In the early 2000s, when Hip-Hop as a genre was evolving, I always wondered why most of what I heard revolved around the looks and characteristics of women’s bodies. And growing up, videos of vixens get way more attention than women musicians without much effort.
Body image is the main focus for many new female rappers, another method used to push them out of the male-dominated space. Unlike male rappers, today’s female rappers are expected to look better than average vixens and outdo their male counterparts. Since hip-hop was primarily male-occupied, it was known for objectifying women and promoting sexism. And we were now used to having men dominate the hip-hop industry that we neglected to realize that other genders can thrive within it.
For me, someone who says they enjoy a genre but don’t enjoy other certain genders in the genre does not enjoy that genre. And the only difference between men and women who rap is their physical characteristics and nothing else, as you can find women thriving in any given genre.

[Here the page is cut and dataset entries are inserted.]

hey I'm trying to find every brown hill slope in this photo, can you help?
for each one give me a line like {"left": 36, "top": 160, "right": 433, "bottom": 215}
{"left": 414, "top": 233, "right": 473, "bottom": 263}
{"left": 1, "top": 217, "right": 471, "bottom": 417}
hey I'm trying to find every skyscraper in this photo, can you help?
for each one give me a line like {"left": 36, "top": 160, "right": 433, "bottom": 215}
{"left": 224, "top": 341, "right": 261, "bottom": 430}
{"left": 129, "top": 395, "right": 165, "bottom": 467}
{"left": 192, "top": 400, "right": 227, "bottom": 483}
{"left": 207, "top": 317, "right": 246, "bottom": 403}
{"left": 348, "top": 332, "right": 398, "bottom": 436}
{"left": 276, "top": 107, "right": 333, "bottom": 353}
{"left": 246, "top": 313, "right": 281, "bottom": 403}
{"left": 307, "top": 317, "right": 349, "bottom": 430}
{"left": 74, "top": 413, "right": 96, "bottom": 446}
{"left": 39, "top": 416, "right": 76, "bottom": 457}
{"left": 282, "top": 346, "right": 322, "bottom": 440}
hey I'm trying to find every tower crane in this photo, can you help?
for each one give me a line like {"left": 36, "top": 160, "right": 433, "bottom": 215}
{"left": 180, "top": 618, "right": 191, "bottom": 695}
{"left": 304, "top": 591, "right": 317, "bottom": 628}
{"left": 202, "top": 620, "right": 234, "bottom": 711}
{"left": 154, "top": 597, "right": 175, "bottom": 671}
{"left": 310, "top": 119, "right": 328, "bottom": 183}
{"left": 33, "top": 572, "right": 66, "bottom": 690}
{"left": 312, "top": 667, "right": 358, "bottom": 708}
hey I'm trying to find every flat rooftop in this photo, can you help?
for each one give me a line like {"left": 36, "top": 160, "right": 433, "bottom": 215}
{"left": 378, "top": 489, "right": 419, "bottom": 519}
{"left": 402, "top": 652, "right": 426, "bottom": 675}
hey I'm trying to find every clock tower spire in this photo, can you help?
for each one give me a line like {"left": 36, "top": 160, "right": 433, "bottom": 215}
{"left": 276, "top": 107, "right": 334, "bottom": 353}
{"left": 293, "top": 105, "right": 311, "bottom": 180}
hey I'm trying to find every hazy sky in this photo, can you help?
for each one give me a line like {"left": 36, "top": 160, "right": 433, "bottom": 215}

When it comes to the male rap game, with the likes of Drake, Lil Wayne, and Kanye, there is a friendly and mutual understanding with the world at large that they put out different music in the same genre and are at the top of their game. But when it comes to their counterpart, like when Cardi B went into the spotlight, she was constantly compared to Nicky Minaj and Meghan Thee Stallion. But given Hip-Hop’s history of ignoring the contributions of women, it’s easy to see the problem. A community where lyrics about violence, sex, and masculinity reigned but still had no space for women to thrive; instead, women were objectified and ignored, thanks to Queen Latifah, missy Elliot who paved the way for female rappers.
Currently, I love how much the industry has grown and is growing. I love all the new sounds and courageous female talents keeping hope up for the female rap community. I’m happy to see the female rappers’ representation and accomplishments. One of the unacceptable truths is that times have changed, and the rise of female rappers has never been better.
Currently, more female artists are ahead of their male counterparts in areas like entertainment and being more lyrical.
After the late 90s, the era of Lauryn hill and missy Elliot, there was hardly any female representative for the rap industry.
Then the arrival of artists like Nicki Minaj changed the demographics; starting her rap career during the mid-2000s, she did not gain any popularity or traction until 2009 due to the album release. With the likes of Taylor Swift winning the best video of the year and Nicki Minaj winning the best hip-hop artist at the MVCA Awards, I can proudly say the female rap community has come so far.
Seeing these women be themselves and accomplish incredible feats encourages more talent and empowerment. As a woman, there’s no perfect way to depict Hip-Hop as a culture, but looking towards the women like Keldamuzik, who continue to carry the torch for us, brings a lot of comforts that the females will always make their way through as they usually have.